Merge pull request #316 from KMSorSMS/main

KMSorSMS · web-flow · commit 718a71b3a90b · 2025-02-15T16:19:00.000+08:00
📝 update V0.2.1 Doc
diff --git a/README.md b/README.md
@@ -23,6 +23,7 @@ Our vision for KTransformers is to serve as a flexible platform for experimentin
 
 <h2 id="Updates">🔥 Updates</h2>
 
+* **Feb 15, 2025**: KTransformers V0.2.1: Longer Context (from 4K to 8K for 24GB VRAM) & Slightly Faster Speed （+15%) (Up to 16 Tokens/s), update docs [here](./doc/en/DeepseekR1_V3_tutorial.md) and [online books](https://kvcache-ai.github.io/ktransformers/).
 * **Feb 10, 2025**: Support Deepseek-R1 and V3 on single (24GB VRAM)/multi gpu and 382G DRAM, up to 3~28x speedup. For detailed show case and reproduction tutorial, see [here](./doc/en/DeepseekR1_V3_tutorial.md).
 * **Aug 28, 2024**: Decrease DeepseekV2's required VRAM from 21G to 11G.
 * **Aug 15, 2024**: Update detailed [tutorial](doc/en/injection_tutorial.md) for injection and multi-GPU. 
@@ -159,7 +160,7 @@ If you are interested in our design principles and the implementation of the inj
 
 <h2 id="ack">Acknowledgment and Contributors</h2>
 
-The development of KTransformer is based on the flexible and versatile framework provided by Transformers. We also benefit from advanced kernels such as GGUF/GGML, Llamafile, and Marlin. We are planning to contribute back to the community by upstreaming our modifications.
+The development of KTransformer is based on the flexible and versatile framework provided by Transformers. We also benefit from advanced kernels such as GGUF/GGML, Llamafile, Marlin, sglang and flashinfer. We are planning to contribute back to the community by upstreaming our modifications.
 
 KTransformer is actively maintained and developed by contributors from the <a href="https://madsys.cs.tsinghua.edu.cn/">MADSys group</a> at Tsinghua University and members from <a href="http://approaching.ai/">Approaching.AI</a>. We welcome new contributors to join us in making KTransformer faster and easier to use.
 
diff --git a/doc/en/DeepseekR1_V3_tutorial.md b/doc/en/DeepseekR1_V3_tutorial.md
@@ -3,21 +3,28 @@
 - [SUMMARY](#summary)
 	- [Show Case Environment](#show-case-environment)

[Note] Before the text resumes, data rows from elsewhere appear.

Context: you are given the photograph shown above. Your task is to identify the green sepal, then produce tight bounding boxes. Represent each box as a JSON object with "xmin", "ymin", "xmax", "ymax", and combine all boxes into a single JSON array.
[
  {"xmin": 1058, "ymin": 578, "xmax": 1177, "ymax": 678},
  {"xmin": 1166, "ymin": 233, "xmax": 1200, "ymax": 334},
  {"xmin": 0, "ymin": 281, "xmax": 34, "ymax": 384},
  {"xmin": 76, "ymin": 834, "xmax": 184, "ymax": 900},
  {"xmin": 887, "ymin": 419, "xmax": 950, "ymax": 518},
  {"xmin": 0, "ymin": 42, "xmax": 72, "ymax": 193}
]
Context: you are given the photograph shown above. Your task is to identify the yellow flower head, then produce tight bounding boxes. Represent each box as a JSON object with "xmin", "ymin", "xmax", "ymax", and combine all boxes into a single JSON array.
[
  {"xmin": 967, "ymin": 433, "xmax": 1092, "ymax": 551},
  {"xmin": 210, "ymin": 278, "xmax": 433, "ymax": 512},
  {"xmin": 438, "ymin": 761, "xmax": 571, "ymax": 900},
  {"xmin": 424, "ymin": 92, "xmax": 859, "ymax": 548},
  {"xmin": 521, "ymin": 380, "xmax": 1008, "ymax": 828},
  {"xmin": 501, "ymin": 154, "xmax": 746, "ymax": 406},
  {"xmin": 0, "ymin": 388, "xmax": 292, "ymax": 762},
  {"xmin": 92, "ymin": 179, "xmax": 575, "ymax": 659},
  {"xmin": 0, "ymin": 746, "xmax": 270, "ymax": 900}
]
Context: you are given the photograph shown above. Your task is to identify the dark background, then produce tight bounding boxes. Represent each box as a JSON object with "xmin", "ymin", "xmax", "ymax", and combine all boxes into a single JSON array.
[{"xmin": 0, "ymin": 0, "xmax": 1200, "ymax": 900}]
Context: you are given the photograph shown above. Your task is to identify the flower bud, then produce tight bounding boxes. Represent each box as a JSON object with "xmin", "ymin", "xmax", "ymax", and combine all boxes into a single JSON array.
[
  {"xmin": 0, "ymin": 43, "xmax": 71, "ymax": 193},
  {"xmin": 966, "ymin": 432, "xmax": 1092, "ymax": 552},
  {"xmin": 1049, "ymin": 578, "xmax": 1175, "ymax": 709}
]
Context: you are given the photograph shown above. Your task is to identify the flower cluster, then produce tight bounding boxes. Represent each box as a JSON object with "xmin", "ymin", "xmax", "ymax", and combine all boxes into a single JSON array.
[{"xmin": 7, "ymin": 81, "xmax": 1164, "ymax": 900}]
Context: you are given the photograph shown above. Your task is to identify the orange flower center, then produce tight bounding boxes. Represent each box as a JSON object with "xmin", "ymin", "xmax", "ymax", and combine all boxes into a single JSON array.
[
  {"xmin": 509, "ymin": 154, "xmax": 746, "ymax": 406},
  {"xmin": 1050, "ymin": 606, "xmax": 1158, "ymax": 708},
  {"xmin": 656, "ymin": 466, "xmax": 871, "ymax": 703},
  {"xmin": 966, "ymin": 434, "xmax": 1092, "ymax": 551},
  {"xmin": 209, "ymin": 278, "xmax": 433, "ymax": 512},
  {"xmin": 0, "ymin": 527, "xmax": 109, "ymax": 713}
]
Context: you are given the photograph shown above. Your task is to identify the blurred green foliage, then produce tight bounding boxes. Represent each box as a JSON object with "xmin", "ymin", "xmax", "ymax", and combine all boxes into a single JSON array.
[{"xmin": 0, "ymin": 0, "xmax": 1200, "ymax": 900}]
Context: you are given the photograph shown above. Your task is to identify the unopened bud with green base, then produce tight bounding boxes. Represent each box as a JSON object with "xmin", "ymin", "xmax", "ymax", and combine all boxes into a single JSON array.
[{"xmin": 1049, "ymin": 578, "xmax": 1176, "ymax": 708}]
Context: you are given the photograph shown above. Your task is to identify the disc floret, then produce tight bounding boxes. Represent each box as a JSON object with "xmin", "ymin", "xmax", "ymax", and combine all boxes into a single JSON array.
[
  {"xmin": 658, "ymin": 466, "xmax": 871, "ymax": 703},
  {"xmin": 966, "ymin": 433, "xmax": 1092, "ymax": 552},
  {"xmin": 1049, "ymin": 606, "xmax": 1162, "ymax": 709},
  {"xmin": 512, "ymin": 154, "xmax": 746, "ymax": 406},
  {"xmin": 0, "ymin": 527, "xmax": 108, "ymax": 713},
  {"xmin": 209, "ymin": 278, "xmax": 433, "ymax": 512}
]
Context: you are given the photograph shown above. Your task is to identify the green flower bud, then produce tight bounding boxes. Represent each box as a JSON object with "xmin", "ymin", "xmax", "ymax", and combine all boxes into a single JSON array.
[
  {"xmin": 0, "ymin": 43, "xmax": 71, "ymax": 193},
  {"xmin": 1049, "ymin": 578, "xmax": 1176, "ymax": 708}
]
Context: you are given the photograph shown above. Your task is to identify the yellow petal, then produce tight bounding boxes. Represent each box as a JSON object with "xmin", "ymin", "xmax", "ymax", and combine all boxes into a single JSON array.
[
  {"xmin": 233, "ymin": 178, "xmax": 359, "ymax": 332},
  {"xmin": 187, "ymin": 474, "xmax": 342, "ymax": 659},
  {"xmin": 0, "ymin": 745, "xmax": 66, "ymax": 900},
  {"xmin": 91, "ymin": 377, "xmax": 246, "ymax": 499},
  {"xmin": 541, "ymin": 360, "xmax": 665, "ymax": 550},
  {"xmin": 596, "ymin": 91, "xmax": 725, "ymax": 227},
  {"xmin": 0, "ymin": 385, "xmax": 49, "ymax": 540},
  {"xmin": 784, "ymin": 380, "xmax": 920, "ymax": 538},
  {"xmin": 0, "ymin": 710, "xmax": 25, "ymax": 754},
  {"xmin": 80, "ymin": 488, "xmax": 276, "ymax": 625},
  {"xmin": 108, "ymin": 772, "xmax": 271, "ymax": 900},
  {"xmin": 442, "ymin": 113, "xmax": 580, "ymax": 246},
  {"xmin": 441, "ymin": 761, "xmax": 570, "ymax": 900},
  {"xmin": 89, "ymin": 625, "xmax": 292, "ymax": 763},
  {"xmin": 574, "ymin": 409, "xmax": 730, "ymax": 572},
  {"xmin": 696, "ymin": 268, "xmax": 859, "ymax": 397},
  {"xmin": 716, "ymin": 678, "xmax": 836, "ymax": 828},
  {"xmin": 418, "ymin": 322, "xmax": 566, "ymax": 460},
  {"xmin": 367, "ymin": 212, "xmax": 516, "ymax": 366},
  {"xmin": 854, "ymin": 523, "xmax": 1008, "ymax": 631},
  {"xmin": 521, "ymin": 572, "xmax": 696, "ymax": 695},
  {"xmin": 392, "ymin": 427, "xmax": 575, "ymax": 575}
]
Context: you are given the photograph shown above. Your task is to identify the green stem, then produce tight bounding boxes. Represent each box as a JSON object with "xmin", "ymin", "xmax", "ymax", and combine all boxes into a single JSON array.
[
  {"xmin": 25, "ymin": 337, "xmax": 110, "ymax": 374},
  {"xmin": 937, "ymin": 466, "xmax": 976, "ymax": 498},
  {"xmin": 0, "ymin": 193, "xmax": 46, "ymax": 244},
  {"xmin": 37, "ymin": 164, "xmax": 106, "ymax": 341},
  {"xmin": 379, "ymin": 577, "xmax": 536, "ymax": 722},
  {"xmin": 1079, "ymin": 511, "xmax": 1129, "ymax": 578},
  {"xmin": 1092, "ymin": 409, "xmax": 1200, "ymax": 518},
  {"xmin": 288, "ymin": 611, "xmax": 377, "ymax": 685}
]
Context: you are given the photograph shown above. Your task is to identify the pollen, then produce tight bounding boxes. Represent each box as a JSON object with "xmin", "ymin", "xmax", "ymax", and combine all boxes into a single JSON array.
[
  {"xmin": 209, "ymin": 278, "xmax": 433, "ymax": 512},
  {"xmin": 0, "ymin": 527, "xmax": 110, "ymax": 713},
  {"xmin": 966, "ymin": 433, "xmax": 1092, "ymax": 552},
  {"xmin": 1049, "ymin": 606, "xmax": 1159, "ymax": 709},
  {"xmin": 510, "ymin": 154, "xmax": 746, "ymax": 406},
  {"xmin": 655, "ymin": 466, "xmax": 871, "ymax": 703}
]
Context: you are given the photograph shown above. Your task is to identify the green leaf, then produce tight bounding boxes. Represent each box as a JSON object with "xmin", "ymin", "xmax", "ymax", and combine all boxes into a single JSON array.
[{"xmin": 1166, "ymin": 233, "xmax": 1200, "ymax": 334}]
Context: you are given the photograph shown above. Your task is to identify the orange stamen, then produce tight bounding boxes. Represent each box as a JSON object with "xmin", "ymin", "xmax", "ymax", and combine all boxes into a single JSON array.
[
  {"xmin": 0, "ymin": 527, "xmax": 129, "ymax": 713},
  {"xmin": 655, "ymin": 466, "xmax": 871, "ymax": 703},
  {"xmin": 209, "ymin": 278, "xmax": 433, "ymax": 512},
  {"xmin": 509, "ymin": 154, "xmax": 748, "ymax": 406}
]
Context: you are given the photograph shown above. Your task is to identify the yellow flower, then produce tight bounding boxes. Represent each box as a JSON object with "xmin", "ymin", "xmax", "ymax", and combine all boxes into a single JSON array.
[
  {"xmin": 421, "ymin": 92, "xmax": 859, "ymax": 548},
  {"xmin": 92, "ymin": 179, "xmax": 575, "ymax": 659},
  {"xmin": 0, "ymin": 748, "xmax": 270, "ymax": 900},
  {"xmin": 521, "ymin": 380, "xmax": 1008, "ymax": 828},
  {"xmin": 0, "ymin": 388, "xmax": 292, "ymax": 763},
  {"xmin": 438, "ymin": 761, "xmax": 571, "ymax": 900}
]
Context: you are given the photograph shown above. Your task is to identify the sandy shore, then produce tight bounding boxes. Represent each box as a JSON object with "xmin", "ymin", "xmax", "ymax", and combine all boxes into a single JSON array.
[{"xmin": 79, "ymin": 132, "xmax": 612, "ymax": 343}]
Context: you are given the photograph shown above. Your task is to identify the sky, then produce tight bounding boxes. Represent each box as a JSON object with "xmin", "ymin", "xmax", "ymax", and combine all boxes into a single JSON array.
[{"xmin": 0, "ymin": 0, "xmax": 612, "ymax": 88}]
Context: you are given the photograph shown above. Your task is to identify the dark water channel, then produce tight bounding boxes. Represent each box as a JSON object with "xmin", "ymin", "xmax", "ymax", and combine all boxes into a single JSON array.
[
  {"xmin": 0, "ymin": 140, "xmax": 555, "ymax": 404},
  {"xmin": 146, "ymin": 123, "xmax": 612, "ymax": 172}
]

 	- [Bench Result](#bench-result)
-		- [V0.2](#v02)
-			- [Settings](#settings)
+		- [V0.2.1](#v021)
 			- [Memory consumption:](#memory-consumption)
+			- [Change Log](#change-log)
 			- [Benchmark Results](#benchmark-results)
+		- [V0.2](#v02)
+			- [Settings](#settings)
+			- [Memory consumption:](#memory-consumption-1)
+			- [Benchmark Results](#benchmark-results-1)
 		- [V0.3-Preview](#v03-preview)
 			- [Settings](#settings-1)
 			- [Memory consumptions:](#memory-consumptions)
-			- [Benchmark results](#benchmark-results-1)
+			- [Benchmark results](#benchmark-results-2)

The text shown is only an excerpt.